Received Date: April 18, 2014; Accepted Date: June 25, 2014; Published Date: July 07, 2014

Citation: Khalil O, Alnahal A, Ghonium M, Fawzy S, Ibrahem M, et al. (2014) Does Resistin Gene Polymorphisms +299 (G>A) Participate in Insulin Resistance in Egyption non-Obese Type 2 Diabetes? Int J Genomic Med 2:117. doi: 10.4172/2332-0672.1000117

Copyright: © 2014 Khalil O, et al. This is an open-access article distributed under the terms of the Creative Commons Attribution License, which permits unrestricted use, distribution, and reproduction in any medium, provided the original author and source are credited.



Background: Insulin Resistance (IR) is a condition which precedes the development of type 2 diabetes mellitus (T2DM).
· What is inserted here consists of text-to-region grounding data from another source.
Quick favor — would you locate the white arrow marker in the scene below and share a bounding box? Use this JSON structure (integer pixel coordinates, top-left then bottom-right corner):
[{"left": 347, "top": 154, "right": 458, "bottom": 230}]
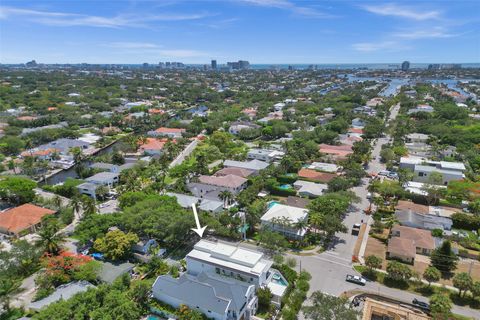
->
[{"left": 191, "top": 203, "right": 207, "bottom": 237}]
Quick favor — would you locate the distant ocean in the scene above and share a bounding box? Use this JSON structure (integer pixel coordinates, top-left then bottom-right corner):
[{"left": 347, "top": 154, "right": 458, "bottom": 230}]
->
[{"left": 246, "top": 63, "right": 480, "bottom": 70}]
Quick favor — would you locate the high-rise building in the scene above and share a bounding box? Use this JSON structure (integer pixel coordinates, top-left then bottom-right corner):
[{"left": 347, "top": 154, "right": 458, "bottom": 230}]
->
[
  {"left": 227, "top": 60, "right": 250, "bottom": 70},
  {"left": 211, "top": 59, "right": 217, "bottom": 70},
  {"left": 401, "top": 61, "right": 410, "bottom": 71}
]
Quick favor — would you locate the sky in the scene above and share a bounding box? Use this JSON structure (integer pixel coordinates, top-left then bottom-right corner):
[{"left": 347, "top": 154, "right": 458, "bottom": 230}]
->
[{"left": 0, "top": 0, "right": 479, "bottom": 64}]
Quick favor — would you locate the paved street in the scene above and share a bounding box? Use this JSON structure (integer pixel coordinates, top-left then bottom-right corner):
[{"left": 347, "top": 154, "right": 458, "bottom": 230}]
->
[
  {"left": 169, "top": 138, "right": 199, "bottom": 168},
  {"left": 288, "top": 102, "right": 480, "bottom": 319}
]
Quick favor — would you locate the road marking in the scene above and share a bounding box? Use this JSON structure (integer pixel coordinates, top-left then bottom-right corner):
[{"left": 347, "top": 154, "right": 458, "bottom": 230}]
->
[{"left": 310, "top": 254, "right": 352, "bottom": 268}]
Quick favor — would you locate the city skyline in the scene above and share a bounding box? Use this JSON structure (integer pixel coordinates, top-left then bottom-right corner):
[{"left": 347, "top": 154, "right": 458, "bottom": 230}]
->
[{"left": 0, "top": 0, "right": 479, "bottom": 64}]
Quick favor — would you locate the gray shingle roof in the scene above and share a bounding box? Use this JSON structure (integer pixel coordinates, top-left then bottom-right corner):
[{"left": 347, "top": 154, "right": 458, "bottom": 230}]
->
[{"left": 29, "top": 281, "right": 94, "bottom": 311}]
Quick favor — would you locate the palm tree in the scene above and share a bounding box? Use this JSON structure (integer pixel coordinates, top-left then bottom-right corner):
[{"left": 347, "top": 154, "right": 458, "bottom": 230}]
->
[
  {"left": 70, "top": 195, "right": 82, "bottom": 220},
  {"left": 309, "top": 213, "right": 323, "bottom": 234},
  {"left": 81, "top": 195, "right": 97, "bottom": 216},
  {"left": 52, "top": 195, "right": 63, "bottom": 211},
  {"left": 7, "top": 159, "right": 17, "bottom": 175},
  {"left": 383, "top": 214, "right": 399, "bottom": 233},
  {"left": 37, "top": 223, "right": 65, "bottom": 255},
  {"left": 219, "top": 190, "right": 233, "bottom": 207}
]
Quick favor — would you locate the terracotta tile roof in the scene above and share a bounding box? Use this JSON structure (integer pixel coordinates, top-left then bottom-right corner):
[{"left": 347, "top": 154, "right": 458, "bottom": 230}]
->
[
  {"left": 17, "top": 116, "right": 38, "bottom": 121},
  {"left": 21, "top": 148, "right": 58, "bottom": 157},
  {"left": 198, "top": 174, "right": 247, "bottom": 189},
  {"left": 0, "top": 204, "right": 55, "bottom": 234},
  {"left": 298, "top": 168, "right": 337, "bottom": 183},
  {"left": 319, "top": 144, "right": 353, "bottom": 157},
  {"left": 154, "top": 127, "right": 186, "bottom": 133},
  {"left": 214, "top": 167, "right": 254, "bottom": 178},
  {"left": 348, "top": 128, "right": 364, "bottom": 134},
  {"left": 138, "top": 138, "right": 172, "bottom": 151},
  {"left": 391, "top": 225, "right": 435, "bottom": 250},
  {"left": 388, "top": 237, "right": 416, "bottom": 259},
  {"left": 148, "top": 108, "right": 165, "bottom": 114},
  {"left": 396, "top": 200, "right": 429, "bottom": 215}
]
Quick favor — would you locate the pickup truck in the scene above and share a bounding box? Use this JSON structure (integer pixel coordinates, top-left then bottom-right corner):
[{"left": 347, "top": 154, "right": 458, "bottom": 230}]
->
[{"left": 345, "top": 274, "right": 366, "bottom": 286}]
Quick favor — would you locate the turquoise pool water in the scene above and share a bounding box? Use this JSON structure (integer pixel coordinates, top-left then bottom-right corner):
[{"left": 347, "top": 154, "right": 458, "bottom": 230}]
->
[
  {"left": 272, "top": 272, "right": 288, "bottom": 286},
  {"left": 147, "top": 316, "right": 161, "bottom": 320},
  {"left": 267, "top": 201, "right": 280, "bottom": 209},
  {"left": 278, "top": 184, "right": 292, "bottom": 190}
]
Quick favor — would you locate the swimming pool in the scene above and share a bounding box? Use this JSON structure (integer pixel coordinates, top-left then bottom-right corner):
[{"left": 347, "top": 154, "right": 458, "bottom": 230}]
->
[
  {"left": 267, "top": 201, "right": 280, "bottom": 209},
  {"left": 278, "top": 184, "right": 292, "bottom": 190},
  {"left": 147, "top": 316, "right": 160, "bottom": 320},
  {"left": 272, "top": 272, "right": 288, "bottom": 286}
]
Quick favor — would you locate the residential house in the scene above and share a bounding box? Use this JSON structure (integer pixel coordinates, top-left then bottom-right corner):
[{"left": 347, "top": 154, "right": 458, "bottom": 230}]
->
[
  {"left": 152, "top": 239, "right": 289, "bottom": 320},
  {"left": 85, "top": 172, "right": 119, "bottom": 187},
  {"left": 293, "top": 180, "right": 327, "bottom": 198},
  {"left": 198, "top": 175, "right": 248, "bottom": 194},
  {"left": 214, "top": 167, "right": 255, "bottom": 179},
  {"left": 247, "top": 149, "right": 285, "bottom": 163},
  {"left": 407, "top": 104, "right": 434, "bottom": 115},
  {"left": 76, "top": 182, "right": 98, "bottom": 199},
  {"left": 395, "top": 200, "right": 453, "bottom": 231},
  {"left": 167, "top": 192, "right": 224, "bottom": 214},
  {"left": 387, "top": 225, "right": 436, "bottom": 263},
  {"left": 297, "top": 168, "right": 337, "bottom": 183},
  {"left": 273, "top": 102, "right": 286, "bottom": 111},
  {"left": 0, "top": 204, "right": 56, "bottom": 236},
  {"left": 21, "top": 122, "right": 69, "bottom": 136},
  {"left": 319, "top": 144, "right": 353, "bottom": 161},
  {"left": 400, "top": 157, "right": 465, "bottom": 185},
  {"left": 34, "top": 138, "right": 90, "bottom": 156},
  {"left": 152, "top": 272, "right": 256, "bottom": 320},
  {"left": 228, "top": 122, "right": 261, "bottom": 135},
  {"left": 223, "top": 159, "right": 269, "bottom": 174},
  {"left": 284, "top": 196, "right": 311, "bottom": 209},
  {"left": 261, "top": 204, "right": 309, "bottom": 239},
  {"left": 351, "top": 118, "right": 365, "bottom": 129},
  {"left": 306, "top": 162, "right": 340, "bottom": 173},
  {"left": 138, "top": 138, "right": 172, "bottom": 155},
  {"left": 405, "top": 133, "right": 431, "bottom": 157},
  {"left": 147, "top": 127, "right": 186, "bottom": 138},
  {"left": 29, "top": 281, "right": 95, "bottom": 311}
]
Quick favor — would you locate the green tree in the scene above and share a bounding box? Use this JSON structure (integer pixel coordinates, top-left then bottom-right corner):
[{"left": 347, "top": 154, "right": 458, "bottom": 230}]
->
[
  {"left": 258, "top": 229, "right": 289, "bottom": 253},
  {"left": 365, "top": 255, "right": 382, "bottom": 273},
  {"left": 386, "top": 261, "right": 413, "bottom": 282},
  {"left": 302, "top": 291, "right": 360, "bottom": 320},
  {"left": 81, "top": 195, "right": 97, "bottom": 216},
  {"left": 0, "top": 176, "right": 37, "bottom": 204},
  {"left": 471, "top": 281, "right": 480, "bottom": 299},
  {"left": 36, "top": 219, "right": 65, "bottom": 255},
  {"left": 452, "top": 272, "right": 473, "bottom": 297},
  {"left": 94, "top": 229, "right": 139, "bottom": 261},
  {"left": 423, "top": 266, "right": 441, "bottom": 287},
  {"left": 430, "top": 293, "right": 452, "bottom": 320},
  {"left": 430, "top": 241, "right": 458, "bottom": 274},
  {"left": 257, "top": 287, "right": 272, "bottom": 310}
]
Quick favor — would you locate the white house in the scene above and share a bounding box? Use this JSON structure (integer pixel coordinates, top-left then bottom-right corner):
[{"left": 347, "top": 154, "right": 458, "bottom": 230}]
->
[
  {"left": 152, "top": 239, "right": 289, "bottom": 320},
  {"left": 247, "top": 149, "right": 285, "bottom": 163},
  {"left": 293, "top": 180, "right": 327, "bottom": 198},
  {"left": 260, "top": 204, "right": 309, "bottom": 239},
  {"left": 400, "top": 157, "right": 465, "bottom": 185}
]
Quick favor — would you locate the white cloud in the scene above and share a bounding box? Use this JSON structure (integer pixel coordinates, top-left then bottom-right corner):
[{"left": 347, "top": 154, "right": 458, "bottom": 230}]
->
[
  {"left": 239, "top": 0, "right": 334, "bottom": 18},
  {"left": 393, "top": 27, "right": 455, "bottom": 40},
  {"left": 352, "top": 41, "right": 409, "bottom": 52},
  {"left": 0, "top": 6, "right": 210, "bottom": 28},
  {"left": 363, "top": 3, "right": 440, "bottom": 21},
  {"left": 105, "top": 42, "right": 162, "bottom": 49}
]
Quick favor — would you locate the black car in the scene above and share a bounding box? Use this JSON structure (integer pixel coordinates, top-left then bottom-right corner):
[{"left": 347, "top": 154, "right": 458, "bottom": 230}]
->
[{"left": 412, "top": 298, "right": 430, "bottom": 311}]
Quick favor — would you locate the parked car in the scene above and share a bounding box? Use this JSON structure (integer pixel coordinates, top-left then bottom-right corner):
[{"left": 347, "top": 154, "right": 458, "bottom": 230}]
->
[
  {"left": 352, "top": 223, "right": 361, "bottom": 235},
  {"left": 378, "top": 170, "right": 390, "bottom": 176},
  {"left": 412, "top": 298, "right": 430, "bottom": 311},
  {"left": 346, "top": 274, "right": 366, "bottom": 285}
]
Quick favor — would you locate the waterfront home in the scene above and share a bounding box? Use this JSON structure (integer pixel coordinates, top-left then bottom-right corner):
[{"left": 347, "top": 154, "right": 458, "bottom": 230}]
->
[{"left": 147, "top": 127, "right": 186, "bottom": 138}]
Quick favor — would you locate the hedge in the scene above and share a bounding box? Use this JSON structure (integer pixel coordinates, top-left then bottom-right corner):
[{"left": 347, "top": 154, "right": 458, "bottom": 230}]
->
[
  {"left": 277, "top": 174, "right": 298, "bottom": 184},
  {"left": 269, "top": 187, "right": 297, "bottom": 197}
]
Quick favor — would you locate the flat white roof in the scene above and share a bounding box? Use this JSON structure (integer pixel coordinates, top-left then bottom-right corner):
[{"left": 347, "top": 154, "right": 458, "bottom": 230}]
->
[
  {"left": 440, "top": 161, "right": 466, "bottom": 171},
  {"left": 188, "top": 240, "right": 272, "bottom": 276}
]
Resistin is a hormone secreted by adipocytes. Resistin gene (RETN) polymorphisms has been found to be associated with obesity and insulin resistance. We choose 60 patients have known type 2 diabetes mellitus against 45 healthy subjects to investigate the relationship between RETN +299 gene polymorphisms and insulin resistance, in non-obese patients with T2DM. Results: The present study revealed statistically significant increase in AA and combined GA+AA genotypes (with ODD Ratio 4.04 and 4.75 respectively), and statistically significant decrease in GG genotype in non-obese T2DM as compared to the control subjects. Also we found statistically significant increase in A allele and serum resistin in T2DM group as compared to the control group. In addition there were statistically significant increase in mean value ± SD of fasting blood glucose, insulin, HOMA-IR, HbA1C%, Resistin, total cholesterol, triglyceride, LDL-C and statistically significant decrease in mean value ± SD in serum HDL-C in AA combined AA+GA subgroups as compared to GG subgroup of T2DM group. Conclusions: Our study has shown that resistin +299G/A is  an important genetic regulator that resulted hyperresistinemia and subsequently  may be predisposing factor the development of T2DM in non-obese Egyptian population.